Reciprocal of a product with reciprocal: $(c \cdot d^{-1})^{-1}$ is equal to $c^{-1} \cdot d$

Question

(My question is similar to this one at a high level, but I am looking for something more rigorous.)

I have started into Michael Spivak's "Calculus" textbook. Problem 3 (v) on page 14 asks for a proof that "$\frac{a}{b} \big/\frac{c}{d} = \frac{ad}{bc}$, if b, c, d $\neq 0$".

The only proof that I can come up with assumes that $(c \cdot d^{-1})^{-1}$ is equal to $c^{-1} \cdot d$, which is true, but I can't prove it.

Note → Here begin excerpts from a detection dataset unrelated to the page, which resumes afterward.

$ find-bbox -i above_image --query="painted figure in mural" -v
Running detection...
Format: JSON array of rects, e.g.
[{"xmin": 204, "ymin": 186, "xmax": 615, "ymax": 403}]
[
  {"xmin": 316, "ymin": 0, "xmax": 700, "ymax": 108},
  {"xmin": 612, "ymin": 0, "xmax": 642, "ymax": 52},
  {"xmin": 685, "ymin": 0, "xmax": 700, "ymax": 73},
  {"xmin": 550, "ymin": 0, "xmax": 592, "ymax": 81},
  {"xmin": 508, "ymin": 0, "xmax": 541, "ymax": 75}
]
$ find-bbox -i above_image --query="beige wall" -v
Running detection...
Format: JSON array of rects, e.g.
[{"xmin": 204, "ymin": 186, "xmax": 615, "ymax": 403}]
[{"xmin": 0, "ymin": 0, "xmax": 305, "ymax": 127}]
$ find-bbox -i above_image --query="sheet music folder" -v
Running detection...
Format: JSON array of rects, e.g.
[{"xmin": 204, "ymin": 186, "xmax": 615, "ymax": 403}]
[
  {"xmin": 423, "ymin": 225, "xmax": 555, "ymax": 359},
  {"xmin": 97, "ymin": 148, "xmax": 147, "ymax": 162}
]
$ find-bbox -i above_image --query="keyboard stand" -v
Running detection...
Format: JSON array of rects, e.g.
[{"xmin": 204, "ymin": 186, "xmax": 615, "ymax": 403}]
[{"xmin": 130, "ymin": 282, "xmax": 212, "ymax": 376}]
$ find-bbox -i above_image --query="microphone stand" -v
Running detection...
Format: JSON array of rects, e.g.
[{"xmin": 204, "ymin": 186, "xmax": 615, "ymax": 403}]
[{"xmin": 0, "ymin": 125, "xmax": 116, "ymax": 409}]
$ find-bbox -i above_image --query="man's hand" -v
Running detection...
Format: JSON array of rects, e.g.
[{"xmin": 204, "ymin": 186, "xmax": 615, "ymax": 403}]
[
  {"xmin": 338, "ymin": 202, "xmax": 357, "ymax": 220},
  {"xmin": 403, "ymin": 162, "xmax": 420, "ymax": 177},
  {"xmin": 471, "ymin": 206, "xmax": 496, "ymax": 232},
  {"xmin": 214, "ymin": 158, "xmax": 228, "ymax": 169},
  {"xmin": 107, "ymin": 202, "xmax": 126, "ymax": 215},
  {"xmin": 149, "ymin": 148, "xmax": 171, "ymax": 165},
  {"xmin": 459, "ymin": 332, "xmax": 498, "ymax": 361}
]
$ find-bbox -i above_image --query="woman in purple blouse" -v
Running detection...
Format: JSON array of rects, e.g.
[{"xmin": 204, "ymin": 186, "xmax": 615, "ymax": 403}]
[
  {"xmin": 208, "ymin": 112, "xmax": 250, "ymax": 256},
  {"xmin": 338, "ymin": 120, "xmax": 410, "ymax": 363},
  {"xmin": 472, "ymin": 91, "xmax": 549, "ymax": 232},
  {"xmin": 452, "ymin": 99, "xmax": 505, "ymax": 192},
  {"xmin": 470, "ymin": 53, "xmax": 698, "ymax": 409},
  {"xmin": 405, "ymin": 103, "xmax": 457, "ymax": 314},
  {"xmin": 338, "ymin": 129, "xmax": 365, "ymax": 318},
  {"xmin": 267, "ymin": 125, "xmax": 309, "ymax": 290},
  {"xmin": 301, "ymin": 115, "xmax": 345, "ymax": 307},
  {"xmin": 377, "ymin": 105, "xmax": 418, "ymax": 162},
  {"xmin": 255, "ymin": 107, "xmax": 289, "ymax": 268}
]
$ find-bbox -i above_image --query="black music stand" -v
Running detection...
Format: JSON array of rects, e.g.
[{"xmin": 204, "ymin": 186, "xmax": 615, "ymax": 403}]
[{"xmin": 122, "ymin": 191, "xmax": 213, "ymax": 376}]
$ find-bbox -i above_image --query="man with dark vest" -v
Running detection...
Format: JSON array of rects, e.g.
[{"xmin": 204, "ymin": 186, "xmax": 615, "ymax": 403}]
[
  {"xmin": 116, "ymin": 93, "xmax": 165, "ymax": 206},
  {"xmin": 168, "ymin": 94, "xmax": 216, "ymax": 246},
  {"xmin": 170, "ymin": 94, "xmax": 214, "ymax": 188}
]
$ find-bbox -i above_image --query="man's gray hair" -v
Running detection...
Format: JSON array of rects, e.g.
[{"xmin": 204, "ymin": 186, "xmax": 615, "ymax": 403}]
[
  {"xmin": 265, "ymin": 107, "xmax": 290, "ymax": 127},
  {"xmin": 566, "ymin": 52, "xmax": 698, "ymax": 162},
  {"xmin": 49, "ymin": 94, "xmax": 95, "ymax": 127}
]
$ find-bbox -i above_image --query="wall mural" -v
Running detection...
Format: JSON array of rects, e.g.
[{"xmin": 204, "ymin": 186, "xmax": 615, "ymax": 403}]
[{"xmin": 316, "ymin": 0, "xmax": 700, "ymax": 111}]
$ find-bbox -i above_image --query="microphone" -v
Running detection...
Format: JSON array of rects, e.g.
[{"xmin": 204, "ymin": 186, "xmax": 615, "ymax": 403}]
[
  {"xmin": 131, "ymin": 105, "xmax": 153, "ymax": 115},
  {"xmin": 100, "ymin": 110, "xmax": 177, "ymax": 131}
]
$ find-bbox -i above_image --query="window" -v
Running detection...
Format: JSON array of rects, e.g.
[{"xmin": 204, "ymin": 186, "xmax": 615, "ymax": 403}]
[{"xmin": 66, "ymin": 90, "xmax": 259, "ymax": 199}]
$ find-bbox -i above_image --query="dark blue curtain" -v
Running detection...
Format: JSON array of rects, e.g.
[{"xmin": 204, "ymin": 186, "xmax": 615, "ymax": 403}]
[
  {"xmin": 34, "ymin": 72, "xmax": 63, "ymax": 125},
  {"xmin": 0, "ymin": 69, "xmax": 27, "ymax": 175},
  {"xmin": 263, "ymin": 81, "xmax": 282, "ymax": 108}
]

At this point in the chapter, Spivak has listed these nine basic properties of numbers:

1. $a + (b + c) = (a + b) + c$
2. $a + 0 = 0 + a = a$
3. $a + (-a) = (-a) + a = 0$
4. $a + b = b + a$
5. $a \cdot (b \cdot c) = (a \cdot b) \cdot c$
6. $a \cdot 1 = 1 \cdot a = a$; $1 \neq 0$
7. $a \cdot a^{-1} = a^{-1} \cdot a = 1$, for $a \neq 0$
8. $a \cdot b = b \cdot a$
9. $a \cdot (b + c) = a \cdot b + a \cdot c$

This is actually one of the questions with an answer in the back of the book, where Spivak makes the same assumption I do. So here's my question: How do we know that $(c \cdot d^{-1})^{-1}$ is equal to $c^{-1} \cdot d$ given these properties?

Answer 1

Here is a hint. First, show that the multiplicative inverse in $\mathbb{R}\setminus{\{0\}}$ (are any field in general) is unique.

Then, show that both $(c\cdot d^{-1})^{-1}$ and $c^{-1}\cdot d$ are multiplicative inverses of $d^{-1}\cdot c$.